As he approached I shouted some paddling instructions, you know, the usual "knee jerk" solutions: "Increase the length or your stroke, rotate your trunk...more beats per minute.   "Yackety yak, yakety yak...". 

His reply was sharp:  "I've watched you paddle for three days I'm doing the same thing you are.  It doesn't work!"

As Roy pulled alongside the farm, I noticed a line trailing from his kayak.  On the underwater end of it was his bailing bucket, a very effective sea anchor.   We all had a big laugh, promised to keep the "boo-boo" a secret.  And here I am telling the world.

The point is you will probably stow materials on the hull of the boat, make certain they are secure and are not a hazard.  Make certain they do not slow or impede your re-entry into the boat should it capsize.


MY TURN! I lost my dive watch of 30 years, a constant, reliable companion that had tagged along with me through 40 countries or so.  It was my fault and the manufacturers fault, we share the blame for the breach.  The wrist band pin that connects band to watch rusted, broke and led to the demise of the faithful timepiece.  Guaranteed to 260 meters, it probably began breaking up at 300 meters and various parts may still be sinking as of this writing.  It is shocking how much a watch like that cost at today's prices.  Always rinse your gear in fresh water after a salt water experience.
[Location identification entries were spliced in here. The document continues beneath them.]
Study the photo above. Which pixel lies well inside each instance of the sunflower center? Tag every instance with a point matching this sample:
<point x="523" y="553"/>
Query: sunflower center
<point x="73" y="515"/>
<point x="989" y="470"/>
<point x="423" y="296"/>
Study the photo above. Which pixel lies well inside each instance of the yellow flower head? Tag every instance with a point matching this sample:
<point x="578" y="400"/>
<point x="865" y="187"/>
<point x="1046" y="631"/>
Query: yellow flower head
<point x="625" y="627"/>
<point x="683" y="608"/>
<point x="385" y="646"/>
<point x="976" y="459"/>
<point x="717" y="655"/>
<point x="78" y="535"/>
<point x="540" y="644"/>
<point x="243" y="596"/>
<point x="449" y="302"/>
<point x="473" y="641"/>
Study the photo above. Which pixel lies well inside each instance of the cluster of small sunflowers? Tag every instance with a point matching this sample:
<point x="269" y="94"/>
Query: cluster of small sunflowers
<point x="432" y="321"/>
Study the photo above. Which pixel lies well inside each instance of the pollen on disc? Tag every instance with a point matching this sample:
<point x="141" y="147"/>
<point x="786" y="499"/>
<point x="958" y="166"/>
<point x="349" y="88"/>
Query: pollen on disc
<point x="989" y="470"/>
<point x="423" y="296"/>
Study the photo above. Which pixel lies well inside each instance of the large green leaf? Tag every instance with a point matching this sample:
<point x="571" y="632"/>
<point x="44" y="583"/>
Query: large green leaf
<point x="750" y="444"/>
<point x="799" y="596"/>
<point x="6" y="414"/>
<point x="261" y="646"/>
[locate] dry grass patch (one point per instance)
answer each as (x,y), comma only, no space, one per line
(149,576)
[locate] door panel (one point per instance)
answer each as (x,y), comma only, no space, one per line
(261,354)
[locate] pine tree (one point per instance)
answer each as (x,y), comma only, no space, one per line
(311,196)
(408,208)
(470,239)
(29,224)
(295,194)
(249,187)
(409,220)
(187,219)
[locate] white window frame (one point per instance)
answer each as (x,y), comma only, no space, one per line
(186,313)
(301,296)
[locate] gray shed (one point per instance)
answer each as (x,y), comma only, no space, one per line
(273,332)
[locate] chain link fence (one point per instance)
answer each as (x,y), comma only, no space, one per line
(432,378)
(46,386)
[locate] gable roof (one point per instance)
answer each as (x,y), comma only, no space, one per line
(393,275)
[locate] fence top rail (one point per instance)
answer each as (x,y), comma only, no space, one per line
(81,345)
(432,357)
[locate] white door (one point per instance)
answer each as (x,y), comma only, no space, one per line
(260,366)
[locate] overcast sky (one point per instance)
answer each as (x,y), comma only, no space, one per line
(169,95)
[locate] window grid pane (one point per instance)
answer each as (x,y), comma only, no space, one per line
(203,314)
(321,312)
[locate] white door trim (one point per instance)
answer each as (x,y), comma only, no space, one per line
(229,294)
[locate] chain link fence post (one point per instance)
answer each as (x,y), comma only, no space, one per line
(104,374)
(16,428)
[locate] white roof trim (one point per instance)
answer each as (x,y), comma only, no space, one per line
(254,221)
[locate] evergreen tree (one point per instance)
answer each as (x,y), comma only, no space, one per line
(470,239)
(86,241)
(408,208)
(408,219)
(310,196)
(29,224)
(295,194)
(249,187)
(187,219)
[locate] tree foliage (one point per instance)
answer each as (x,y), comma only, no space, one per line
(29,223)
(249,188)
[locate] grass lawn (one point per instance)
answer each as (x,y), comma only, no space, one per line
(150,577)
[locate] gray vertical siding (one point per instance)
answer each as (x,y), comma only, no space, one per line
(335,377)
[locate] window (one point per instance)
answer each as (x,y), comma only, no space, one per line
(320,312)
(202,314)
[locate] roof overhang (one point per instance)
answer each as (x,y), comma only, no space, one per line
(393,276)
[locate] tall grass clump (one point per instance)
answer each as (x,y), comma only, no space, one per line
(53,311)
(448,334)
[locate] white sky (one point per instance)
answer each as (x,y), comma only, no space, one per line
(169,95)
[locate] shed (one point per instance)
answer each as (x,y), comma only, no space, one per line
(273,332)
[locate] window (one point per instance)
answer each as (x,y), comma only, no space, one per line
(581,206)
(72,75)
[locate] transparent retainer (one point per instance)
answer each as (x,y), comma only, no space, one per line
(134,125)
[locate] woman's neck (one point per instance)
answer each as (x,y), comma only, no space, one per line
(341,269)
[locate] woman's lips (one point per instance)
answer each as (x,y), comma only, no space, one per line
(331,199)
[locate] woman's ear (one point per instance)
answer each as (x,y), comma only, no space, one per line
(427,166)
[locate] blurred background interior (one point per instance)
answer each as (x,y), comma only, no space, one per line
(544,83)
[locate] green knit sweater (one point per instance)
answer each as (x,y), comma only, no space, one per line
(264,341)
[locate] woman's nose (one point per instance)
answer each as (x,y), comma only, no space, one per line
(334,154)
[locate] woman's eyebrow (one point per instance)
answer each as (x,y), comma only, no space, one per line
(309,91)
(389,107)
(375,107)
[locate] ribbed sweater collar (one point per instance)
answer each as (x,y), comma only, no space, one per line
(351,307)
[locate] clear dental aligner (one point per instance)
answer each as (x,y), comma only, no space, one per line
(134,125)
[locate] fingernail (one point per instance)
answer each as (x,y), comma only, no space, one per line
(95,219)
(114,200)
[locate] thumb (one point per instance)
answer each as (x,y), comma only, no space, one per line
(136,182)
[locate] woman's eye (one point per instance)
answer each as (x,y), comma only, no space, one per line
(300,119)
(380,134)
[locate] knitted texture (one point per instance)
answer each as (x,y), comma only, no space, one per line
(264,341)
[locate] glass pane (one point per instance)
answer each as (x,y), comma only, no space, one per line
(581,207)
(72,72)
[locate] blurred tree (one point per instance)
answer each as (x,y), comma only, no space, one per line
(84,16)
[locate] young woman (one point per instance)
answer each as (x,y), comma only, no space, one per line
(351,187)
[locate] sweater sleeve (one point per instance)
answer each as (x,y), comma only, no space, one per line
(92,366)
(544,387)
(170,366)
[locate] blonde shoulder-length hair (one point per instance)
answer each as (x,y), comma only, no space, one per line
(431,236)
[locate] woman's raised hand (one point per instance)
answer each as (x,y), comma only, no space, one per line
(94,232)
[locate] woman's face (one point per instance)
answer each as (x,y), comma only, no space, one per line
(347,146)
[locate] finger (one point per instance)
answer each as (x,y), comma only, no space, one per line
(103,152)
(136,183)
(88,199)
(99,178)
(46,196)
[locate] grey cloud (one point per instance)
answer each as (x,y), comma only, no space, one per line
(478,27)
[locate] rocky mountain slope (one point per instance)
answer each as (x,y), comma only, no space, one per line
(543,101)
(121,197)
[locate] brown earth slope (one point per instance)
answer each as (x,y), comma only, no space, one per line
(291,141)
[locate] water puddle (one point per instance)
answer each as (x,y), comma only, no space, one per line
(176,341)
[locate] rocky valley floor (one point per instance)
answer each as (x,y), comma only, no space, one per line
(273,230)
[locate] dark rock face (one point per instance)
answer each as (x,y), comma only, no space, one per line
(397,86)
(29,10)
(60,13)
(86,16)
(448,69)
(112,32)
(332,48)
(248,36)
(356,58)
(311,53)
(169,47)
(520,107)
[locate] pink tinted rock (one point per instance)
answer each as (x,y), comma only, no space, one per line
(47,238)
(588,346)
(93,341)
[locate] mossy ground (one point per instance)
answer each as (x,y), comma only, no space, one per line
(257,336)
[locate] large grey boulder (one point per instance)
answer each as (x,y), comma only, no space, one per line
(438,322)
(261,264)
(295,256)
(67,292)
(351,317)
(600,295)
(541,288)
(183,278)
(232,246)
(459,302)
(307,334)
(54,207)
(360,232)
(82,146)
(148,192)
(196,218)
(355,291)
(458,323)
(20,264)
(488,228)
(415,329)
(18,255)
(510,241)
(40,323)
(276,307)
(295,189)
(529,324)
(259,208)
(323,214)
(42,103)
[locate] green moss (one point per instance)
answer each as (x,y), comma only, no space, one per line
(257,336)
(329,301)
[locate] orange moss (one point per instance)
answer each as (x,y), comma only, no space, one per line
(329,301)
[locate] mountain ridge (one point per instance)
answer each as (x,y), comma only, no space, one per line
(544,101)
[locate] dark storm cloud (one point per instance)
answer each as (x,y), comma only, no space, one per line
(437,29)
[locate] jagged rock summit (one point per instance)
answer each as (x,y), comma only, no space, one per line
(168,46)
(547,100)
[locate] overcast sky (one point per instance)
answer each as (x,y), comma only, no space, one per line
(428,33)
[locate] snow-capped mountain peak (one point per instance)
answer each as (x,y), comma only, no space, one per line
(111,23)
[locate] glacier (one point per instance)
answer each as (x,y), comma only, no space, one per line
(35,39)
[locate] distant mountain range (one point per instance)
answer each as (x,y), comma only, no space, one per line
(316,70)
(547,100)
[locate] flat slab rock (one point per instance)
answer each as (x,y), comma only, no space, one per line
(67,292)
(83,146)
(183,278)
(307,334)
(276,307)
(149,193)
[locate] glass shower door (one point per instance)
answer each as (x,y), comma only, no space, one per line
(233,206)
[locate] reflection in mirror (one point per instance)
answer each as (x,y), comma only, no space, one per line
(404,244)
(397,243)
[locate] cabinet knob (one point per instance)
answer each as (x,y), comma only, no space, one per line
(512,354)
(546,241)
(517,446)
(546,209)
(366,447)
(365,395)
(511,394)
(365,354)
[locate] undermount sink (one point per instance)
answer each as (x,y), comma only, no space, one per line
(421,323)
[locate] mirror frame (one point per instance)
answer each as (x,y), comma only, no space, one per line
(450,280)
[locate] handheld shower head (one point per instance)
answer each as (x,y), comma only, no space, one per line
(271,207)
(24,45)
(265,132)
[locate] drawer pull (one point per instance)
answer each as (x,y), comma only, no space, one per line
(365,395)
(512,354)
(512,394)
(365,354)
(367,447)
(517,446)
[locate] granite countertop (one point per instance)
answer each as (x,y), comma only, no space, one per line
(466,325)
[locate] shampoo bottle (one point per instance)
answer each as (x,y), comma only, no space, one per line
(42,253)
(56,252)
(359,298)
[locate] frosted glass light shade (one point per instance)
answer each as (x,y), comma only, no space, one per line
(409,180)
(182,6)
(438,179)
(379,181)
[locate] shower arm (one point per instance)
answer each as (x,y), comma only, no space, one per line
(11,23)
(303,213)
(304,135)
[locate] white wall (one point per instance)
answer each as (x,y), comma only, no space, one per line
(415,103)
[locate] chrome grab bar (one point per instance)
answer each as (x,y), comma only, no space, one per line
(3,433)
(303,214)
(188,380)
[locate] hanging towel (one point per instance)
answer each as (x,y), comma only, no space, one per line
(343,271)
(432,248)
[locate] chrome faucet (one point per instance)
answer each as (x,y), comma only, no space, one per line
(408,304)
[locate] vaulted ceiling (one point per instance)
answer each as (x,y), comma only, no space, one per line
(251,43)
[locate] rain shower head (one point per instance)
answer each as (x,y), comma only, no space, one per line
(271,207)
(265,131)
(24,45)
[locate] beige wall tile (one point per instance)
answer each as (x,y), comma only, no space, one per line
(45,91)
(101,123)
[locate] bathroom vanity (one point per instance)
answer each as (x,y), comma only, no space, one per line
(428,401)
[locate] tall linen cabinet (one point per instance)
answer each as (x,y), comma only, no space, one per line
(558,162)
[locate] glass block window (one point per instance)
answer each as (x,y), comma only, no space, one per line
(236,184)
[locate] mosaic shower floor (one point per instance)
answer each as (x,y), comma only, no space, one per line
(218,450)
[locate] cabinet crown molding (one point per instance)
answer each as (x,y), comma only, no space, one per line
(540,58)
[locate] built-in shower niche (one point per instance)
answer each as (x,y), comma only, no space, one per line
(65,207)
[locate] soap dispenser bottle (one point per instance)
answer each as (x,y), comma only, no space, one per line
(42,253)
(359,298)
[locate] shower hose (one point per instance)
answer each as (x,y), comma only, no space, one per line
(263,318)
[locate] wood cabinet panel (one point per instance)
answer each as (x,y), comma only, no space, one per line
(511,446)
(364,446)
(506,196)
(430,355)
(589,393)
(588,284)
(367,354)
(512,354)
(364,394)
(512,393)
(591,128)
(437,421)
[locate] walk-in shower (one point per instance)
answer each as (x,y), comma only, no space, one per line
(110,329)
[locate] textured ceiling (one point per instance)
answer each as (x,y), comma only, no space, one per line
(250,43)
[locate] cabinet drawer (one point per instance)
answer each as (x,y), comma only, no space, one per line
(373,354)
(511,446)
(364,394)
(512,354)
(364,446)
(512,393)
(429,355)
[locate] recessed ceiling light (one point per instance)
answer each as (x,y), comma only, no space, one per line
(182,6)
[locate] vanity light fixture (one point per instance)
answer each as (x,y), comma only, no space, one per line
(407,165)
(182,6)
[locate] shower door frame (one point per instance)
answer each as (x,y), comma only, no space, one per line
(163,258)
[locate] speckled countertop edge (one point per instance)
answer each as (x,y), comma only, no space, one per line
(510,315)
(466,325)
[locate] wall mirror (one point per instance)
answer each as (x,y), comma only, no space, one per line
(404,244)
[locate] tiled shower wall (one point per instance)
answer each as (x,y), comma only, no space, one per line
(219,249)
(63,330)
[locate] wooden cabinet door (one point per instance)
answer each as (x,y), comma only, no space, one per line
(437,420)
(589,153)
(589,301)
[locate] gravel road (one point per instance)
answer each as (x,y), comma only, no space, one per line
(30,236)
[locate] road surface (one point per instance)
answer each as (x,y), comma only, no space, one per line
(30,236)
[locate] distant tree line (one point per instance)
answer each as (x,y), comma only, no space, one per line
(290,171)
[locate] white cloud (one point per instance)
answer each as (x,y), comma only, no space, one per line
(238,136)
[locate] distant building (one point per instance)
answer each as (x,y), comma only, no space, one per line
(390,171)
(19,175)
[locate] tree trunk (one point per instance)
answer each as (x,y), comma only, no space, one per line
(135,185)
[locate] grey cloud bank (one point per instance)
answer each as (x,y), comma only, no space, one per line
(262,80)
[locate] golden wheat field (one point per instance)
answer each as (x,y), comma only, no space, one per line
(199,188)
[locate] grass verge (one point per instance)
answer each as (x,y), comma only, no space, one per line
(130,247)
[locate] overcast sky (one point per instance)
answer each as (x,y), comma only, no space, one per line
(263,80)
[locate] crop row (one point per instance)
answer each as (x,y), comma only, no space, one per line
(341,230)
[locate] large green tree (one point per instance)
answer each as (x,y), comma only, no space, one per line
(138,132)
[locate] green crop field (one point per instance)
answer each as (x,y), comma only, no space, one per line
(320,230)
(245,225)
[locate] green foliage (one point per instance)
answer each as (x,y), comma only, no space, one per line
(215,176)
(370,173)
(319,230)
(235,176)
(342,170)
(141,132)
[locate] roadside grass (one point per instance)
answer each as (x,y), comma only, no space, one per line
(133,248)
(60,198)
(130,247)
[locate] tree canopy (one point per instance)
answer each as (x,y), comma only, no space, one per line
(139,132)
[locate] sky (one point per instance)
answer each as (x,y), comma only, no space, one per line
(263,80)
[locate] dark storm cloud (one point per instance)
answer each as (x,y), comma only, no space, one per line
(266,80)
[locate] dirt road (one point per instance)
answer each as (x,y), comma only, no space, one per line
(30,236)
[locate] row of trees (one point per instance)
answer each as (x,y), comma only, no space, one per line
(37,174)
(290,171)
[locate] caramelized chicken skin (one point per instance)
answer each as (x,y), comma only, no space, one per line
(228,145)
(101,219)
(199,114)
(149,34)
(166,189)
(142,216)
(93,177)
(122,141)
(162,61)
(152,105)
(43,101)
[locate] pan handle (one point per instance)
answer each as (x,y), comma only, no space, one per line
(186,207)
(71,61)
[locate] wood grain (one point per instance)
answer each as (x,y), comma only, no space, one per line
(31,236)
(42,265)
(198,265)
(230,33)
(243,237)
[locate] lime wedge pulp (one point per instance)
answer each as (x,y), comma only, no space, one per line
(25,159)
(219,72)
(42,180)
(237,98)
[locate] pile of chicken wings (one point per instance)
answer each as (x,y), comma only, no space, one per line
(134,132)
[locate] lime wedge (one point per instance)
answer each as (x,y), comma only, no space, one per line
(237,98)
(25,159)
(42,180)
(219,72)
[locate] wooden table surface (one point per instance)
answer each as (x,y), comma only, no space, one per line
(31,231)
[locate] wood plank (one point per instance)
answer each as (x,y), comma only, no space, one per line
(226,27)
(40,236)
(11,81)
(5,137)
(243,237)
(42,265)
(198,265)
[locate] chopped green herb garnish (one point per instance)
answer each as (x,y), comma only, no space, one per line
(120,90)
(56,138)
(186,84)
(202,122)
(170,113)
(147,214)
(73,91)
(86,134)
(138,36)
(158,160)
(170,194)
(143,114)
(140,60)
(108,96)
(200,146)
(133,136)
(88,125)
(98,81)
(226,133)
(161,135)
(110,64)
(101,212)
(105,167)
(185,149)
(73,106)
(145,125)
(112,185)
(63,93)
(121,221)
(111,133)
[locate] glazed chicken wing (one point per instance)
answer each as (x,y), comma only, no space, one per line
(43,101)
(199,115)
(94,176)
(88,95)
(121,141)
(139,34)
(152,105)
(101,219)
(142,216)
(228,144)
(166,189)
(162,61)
Oh!  And by the way, for the sixth straight trip I lost a pair of sun glasses and found a pair.  Like, Seinfeld, I broke even.  A lanyard on your glasses is a must.  I know where every lost pair is.  I can see them in my mind's eye.  Next to the alder where I photographed the ferry shot.  Next to the lily I filmed in Ontario.  Next to the thistle I filmed in Catalunya.  Keep those glasses attached, especially if you are a photographer.